Solution 1:

There are some research papers on the topic:

  • Efficient Reinforcement Learning Through Evolving Neural Network Topologies (2002)
  • Reinforcement Learning Using Neural Networks, with Applications to Motor Control
  • Reinforcement Learning Neural Network To The Problem Of Autonomous Mobile Robot Obstacle Avoidance

And some code:

  • Code examples for neural network reinforcement learning.
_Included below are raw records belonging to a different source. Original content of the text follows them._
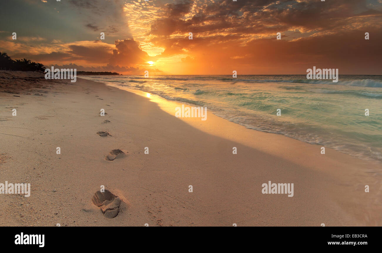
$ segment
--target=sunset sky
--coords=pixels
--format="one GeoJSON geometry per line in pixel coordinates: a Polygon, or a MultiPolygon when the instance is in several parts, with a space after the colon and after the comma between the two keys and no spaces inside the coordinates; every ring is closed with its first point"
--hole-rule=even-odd
{"type": "Polygon", "coordinates": [[[0,51],[45,66],[240,75],[306,74],[316,66],[382,74],[382,0],[10,0],[1,7],[0,51]]]}

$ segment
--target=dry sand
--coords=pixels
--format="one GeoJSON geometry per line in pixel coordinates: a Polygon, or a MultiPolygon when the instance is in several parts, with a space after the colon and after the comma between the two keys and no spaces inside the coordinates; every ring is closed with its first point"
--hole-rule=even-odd
{"type": "Polygon", "coordinates": [[[31,188],[0,194],[0,225],[382,225],[380,163],[39,75],[0,71],[0,91],[13,92],[0,92],[0,183],[31,188]],[[293,196],[262,194],[269,181],[293,183],[293,196]],[[101,185],[110,192],[95,196],[101,185]]]}

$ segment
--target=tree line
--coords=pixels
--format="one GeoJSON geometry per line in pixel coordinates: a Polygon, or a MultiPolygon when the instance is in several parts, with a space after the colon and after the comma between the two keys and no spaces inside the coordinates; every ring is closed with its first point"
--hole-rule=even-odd
{"type": "Polygon", "coordinates": [[[44,65],[40,63],[31,62],[25,58],[12,60],[6,53],[0,52],[0,70],[44,72],[45,69],[44,65]]]}

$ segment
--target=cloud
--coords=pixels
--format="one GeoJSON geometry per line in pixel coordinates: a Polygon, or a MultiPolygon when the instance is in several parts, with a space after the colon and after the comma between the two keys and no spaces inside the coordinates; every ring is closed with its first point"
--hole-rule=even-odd
{"type": "Polygon", "coordinates": [[[143,64],[147,61],[147,53],[139,48],[139,42],[132,39],[117,40],[115,49],[113,50],[110,63],[113,65],[130,66],[132,64],[143,64]]]}

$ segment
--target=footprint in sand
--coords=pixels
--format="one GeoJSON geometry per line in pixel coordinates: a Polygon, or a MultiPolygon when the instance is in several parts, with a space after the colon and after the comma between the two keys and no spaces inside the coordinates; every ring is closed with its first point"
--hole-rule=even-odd
{"type": "Polygon", "coordinates": [[[110,134],[107,132],[97,132],[97,134],[98,135],[102,137],[105,137],[108,135],[109,136],[112,136],[110,135],[110,134]]]}
{"type": "Polygon", "coordinates": [[[122,151],[121,149],[113,149],[110,151],[110,152],[107,154],[105,157],[105,160],[107,161],[113,161],[116,158],[120,158],[125,156],[126,153],[128,153],[126,151],[122,151]],[[124,151],[125,152],[124,152],[124,151]]]}
{"type": "Polygon", "coordinates": [[[108,219],[112,219],[118,215],[121,201],[118,196],[106,190],[105,190],[105,192],[98,191],[92,198],[93,203],[100,208],[104,216],[108,219]]]}

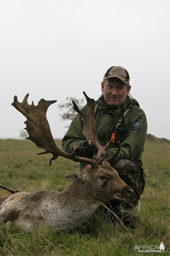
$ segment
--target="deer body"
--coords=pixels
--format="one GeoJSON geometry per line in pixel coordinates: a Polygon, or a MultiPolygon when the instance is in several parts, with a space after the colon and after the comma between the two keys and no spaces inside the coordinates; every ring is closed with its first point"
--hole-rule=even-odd
{"type": "MultiPolygon", "coordinates": [[[[75,162],[85,163],[80,172],[66,175],[64,178],[73,183],[61,192],[56,191],[38,191],[33,193],[18,192],[0,202],[0,221],[7,224],[14,223],[27,230],[33,230],[37,225],[69,230],[78,226],[87,219],[100,206],[101,202],[108,200],[128,200],[133,190],[119,177],[116,170],[109,164],[117,155],[120,144],[114,155],[107,159],[107,147],[111,142],[102,146],[98,140],[95,121],[95,103],[84,92],[88,109],[85,115],[73,102],[74,109],[83,118],[82,132],[87,140],[91,140],[98,150],[97,161],[76,155],[78,145],[71,154],[60,150],[53,138],[46,113],[49,106],[56,101],[41,99],[37,106],[33,102],[29,105],[29,94],[22,102],[14,96],[12,105],[27,118],[25,122],[29,137],[40,147],[45,150],[41,154],[51,153],[52,160],[61,156],[75,162]],[[102,157],[102,152],[107,152],[102,157]]],[[[3,188],[3,186],[1,186],[3,188]]],[[[9,189],[8,189],[9,191],[9,189]]],[[[11,190],[11,191],[12,191],[11,190]]],[[[13,192],[15,193],[15,191],[13,192]]]]}
{"type": "Polygon", "coordinates": [[[111,170],[109,166],[105,169],[104,176],[101,167],[94,174],[89,165],[81,173],[66,175],[75,182],[61,192],[47,190],[12,195],[0,207],[0,219],[28,230],[39,225],[67,230],[78,226],[101,202],[115,200],[116,195],[128,197],[131,192],[115,170],[111,170]]]}

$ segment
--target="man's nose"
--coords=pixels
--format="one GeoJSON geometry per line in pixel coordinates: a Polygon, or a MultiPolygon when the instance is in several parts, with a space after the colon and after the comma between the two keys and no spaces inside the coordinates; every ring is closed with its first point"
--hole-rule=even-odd
{"type": "Polygon", "coordinates": [[[117,95],[117,90],[116,88],[113,88],[112,91],[112,95],[117,95]]]}

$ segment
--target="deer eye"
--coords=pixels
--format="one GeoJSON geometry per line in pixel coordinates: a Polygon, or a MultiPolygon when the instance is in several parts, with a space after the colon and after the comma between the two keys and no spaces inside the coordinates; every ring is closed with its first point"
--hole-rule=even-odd
{"type": "Polygon", "coordinates": [[[103,179],[106,179],[106,178],[105,176],[104,176],[103,175],[102,176],[100,176],[100,177],[99,177],[99,178],[100,179],[101,179],[102,181],[103,179]]]}

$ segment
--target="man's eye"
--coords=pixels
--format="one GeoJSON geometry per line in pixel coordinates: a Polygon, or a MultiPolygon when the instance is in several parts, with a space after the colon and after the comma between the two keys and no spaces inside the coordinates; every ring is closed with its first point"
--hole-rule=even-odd
{"type": "Polygon", "coordinates": [[[100,177],[99,177],[99,178],[102,181],[103,179],[105,179],[106,178],[105,176],[100,176],[100,177]]]}

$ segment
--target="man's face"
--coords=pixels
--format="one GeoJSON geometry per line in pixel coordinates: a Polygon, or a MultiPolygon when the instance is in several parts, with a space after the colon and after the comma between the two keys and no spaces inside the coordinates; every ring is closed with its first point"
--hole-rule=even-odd
{"type": "Polygon", "coordinates": [[[101,85],[101,91],[105,101],[111,106],[123,103],[131,88],[130,85],[128,86],[117,77],[106,80],[103,88],[101,85]]]}

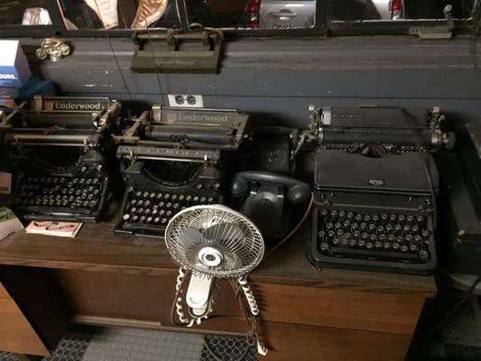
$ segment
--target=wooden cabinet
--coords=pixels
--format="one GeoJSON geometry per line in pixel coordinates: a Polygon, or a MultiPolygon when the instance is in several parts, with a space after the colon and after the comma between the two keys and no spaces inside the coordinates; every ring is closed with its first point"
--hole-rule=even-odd
{"type": "Polygon", "coordinates": [[[0,283],[0,350],[49,356],[49,350],[0,283]]]}

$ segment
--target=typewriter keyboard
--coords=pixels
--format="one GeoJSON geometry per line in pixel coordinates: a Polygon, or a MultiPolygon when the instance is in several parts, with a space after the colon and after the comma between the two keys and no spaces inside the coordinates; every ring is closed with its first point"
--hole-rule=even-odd
{"type": "Polygon", "coordinates": [[[318,231],[324,255],[414,264],[431,257],[425,216],[322,209],[318,231]]]}
{"type": "Polygon", "coordinates": [[[89,214],[99,207],[104,178],[27,175],[21,179],[16,207],[27,211],[89,214]]]}
{"type": "Polygon", "coordinates": [[[165,227],[177,212],[189,207],[217,202],[215,197],[134,190],[127,192],[122,229],[139,235],[162,236],[165,227]]]}

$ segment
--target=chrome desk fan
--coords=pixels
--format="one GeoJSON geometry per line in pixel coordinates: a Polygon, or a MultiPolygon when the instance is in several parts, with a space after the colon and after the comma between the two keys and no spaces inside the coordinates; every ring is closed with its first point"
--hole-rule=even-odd
{"type": "MultiPolygon", "coordinates": [[[[178,320],[191,327],[208,319],[212,311],[216,280],[227,279],[251,326],[250,339],[257,344],[258,352],[265,355],[267,349],[258,341],[256,330],[259,308],[246,280],[264,255],[264,239],[257,227],[227,207],[196,206],[171,219],[165,230],[165,245],[180,264],[174,305],[178,320]],[[184,292],[187,273],[190,273],[190,279],[184,292]]],[[[172,320],[179,323],[173,310],[172,307],[172,320]]]]}

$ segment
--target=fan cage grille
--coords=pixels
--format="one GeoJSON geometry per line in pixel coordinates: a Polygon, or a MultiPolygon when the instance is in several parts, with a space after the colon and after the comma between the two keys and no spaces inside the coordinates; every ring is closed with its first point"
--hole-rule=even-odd
{"type": "Polygon", "coordinates": [[[262,260],[264,239],[257,227],[244,215],[225,206],[196,206],[175,215],[165,231],[171,255],[194,274],[208,278],[239,277],[262,260]],[[199,252],[214,247],[224,255],[218,266],[200,262],[199,252]]]}

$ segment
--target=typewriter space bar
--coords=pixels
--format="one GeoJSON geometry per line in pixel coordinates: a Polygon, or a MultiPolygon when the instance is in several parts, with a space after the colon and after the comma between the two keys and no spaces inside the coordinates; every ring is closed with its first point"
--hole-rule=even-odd
{"type": "MultiPolygon", "coordinates": [[[[367,249],[355,249],[350,247],[331,247],[334,255],[351,256],[356,258],[375,258],[379,260],[392,261],[421,261],[418,254],[389,252],[389,251],[371,251],[367,249]]],[[[428,260],[427,260],[428,261],[428,260]]]]}

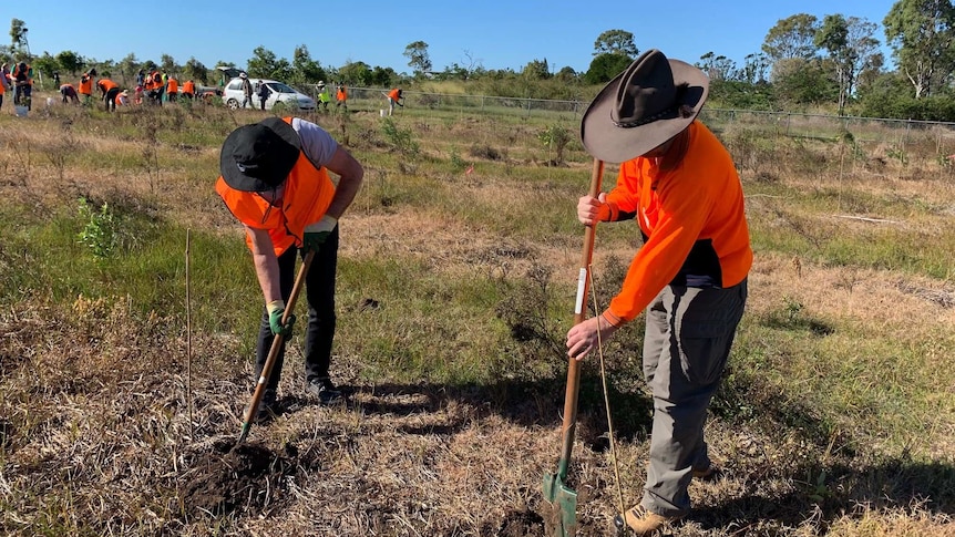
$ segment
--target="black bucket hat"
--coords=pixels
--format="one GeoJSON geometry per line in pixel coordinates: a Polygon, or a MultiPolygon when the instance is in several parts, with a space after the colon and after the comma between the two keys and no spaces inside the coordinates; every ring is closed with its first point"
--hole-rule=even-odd
{"type": "Polygon", "coordinates": [[[236,190],[271,190],[288,177],[300,149],[295,128],[280,117],[269,117],[228,135],[219,155],[219,172],[236,190]]]}
{"type": "Polygon", "coordinates": [[[648,50],[600,90],[581,121],[581,140],[600,161],[636,158],[688,127],[708,92],[702,71],[648,50]]]}

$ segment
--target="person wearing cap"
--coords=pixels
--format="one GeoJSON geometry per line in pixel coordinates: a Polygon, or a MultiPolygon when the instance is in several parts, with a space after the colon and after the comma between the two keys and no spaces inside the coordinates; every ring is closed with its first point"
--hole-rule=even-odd
{"type": "Polygon", "coordinates": [[[110,79],[100,79],[96,81],[96,87],[103,94],[103,102],[106,103],[106,112],[116,110],[116,97],[120,95],[120,85],[110,79]]]}
{"type": "Polygon", "coordinates": [[[650,50],[597,94],[581,124],[591,155],[622,164],[609,193],[579,198],[577,218],[636,219],[644,239],[609,306],[574,326],[566,343],[582,360],[645,312],[649,465],[641,502],[614,520],[637,535],[686,516],[690,481],[717,475],[704,425],[747,300],[742,186],[729,152],[697,120],[708,89],[702,71],[650,50]]]}
{"type": "Polygon", "coordinates": [[[251,106],[251,82],[248,81],[248,75],[245,73],[239,73],[239,79],[242,79],[242,107],[245,109],[246,105],[251,106]]]}
{"type": "Polygon", "coordinates": [[[335,109],[339,107],[348,112],[348,87],[345,87],[345,84],[338,84],[338,91],[335,93],[335,109]]]}
{"type": "Polygon", "coordinates": [[[93,103],[93,75],[90,73],[83,73],[80,76],[80,84],[78,92],[80,95],[83,95],[83,104],[90,105],[93,103]]]}
{"type": "MultiPolygon", "coordinates": [[[[381,92],[384,93],[384,92],[381,92]]],[[[401,101],[404,99],[402,91],[399,87],[392,87],[390,92],[384,93],[384,99],[388,100],[388,115],[394,113],[394,105],[404,106],[401,101]]]]}
{"type": "Polygon", "coordinates": [[[328,103],[331,102],[331,93],[325,86],[325,82],[318,81],[318,104],[321,110],[328,112],[328,103]]]}
{"type": "Polygon", "coordinates": [[[123,90],[116,95],[116,107],[130,105],[130,90],[123,90]]]}
{"type": "Polygon", "coordinates": [[[193,79],[183,82],[183,97],[192,101],[196,96],[196,83],[193,79]]]}
{"type": "Polygon", "coordinates": [[[80,104],[80,95],[76,94],[76,89],[73,87],[73,84],[65,83],[60,84],[60,96],[62,97],[63,104],[72,102],[73,104],[80,104]]]}
{"type": "Polygon", "coordinates": [[[265,103],[268,101],[268,97],[271,95],[271,90],[269,90],[268,84],[259,79],[258,83],[256,83],[256,87],[258,87],[258,101],[261,106],[263,112],[265,112],[265,103]]]}
{"type": "MultiPolygon", "coordinates": [[[[336,326],[338,219],[361,186],[363,167],[315,123],[269,117],[228,135],[219,171],[216,193],[245,227],[265,300],[255,378],[265,366],[275,335],[291,331],[295,318],[285,326],[281,318],[295,282],[295,259],[314,250],[305,280],[305,388],[320,404],[340,401],[341,392],[329,376],[336,326]],[[339,176],[337,183],[328,172],[339,176]]],[[[267,419],[276,410],[285,341],[267,379],[258,419],[267,419]]]]}
{"type": "Polygon", "coordinates": [[[0,109],[3,107],[3,94],[11,87],[10,65],[4,63],[3,65],[0,65],[0,109]]]}

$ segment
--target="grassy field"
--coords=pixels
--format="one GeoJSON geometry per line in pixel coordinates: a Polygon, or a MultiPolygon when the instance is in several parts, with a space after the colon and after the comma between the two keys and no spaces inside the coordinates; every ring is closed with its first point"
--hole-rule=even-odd
{"type": "MultiPolygon", "coordinates": [[[[223,140],[264,114],[0,111],[0,531],[545,535],[591,169],[576,132],[310,116],[366,166],[340,223],[332,375],[350,402],[305,395],[299,330],[281,415],[232,450],[261,296],[213,184],[223,140]]],[[[937,133],[904,157],[851,132],[719,135],[756,261],[707,428],[723,476],[691,485],[670,534],[955,535],[955,169],[937,133]]],[[[597,302],[638,245],[633,224],[597,229],[597,302]]],[[[638,320],[603,352],[619,482],[584,364],[579,535],[612,535],[618,496],[639,499],[641,337],[638,320]]]]}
Those are just some of the top google search results on the topic. The first couple of papers look like they're pretty good, although I haven't read them personally. I think you'll find even more information on neural networks with reinforcement learning if you do a quick search on Google Scholar.

Solution 2:

If the output that lead to a reward r is backpropagated into the network r times, you will reinforce the network proportionally to the reward. This is not directly applicable to negative rewards, but I can think of two solutions that will produce different effects:

1) If you have a set of rewards in a range rmin-rmax, rescale them to 0-(rmax-rmin) so that they are all non-negative. The bigger the reward, the stronger the reinforcement that is created.

2) For a negative reward -r, backpropagate a random output r times, as long as it's different from the one that lead to the negative reward. This will not only reinforce desirable outputs, but also diffuses or avoids bad outputs.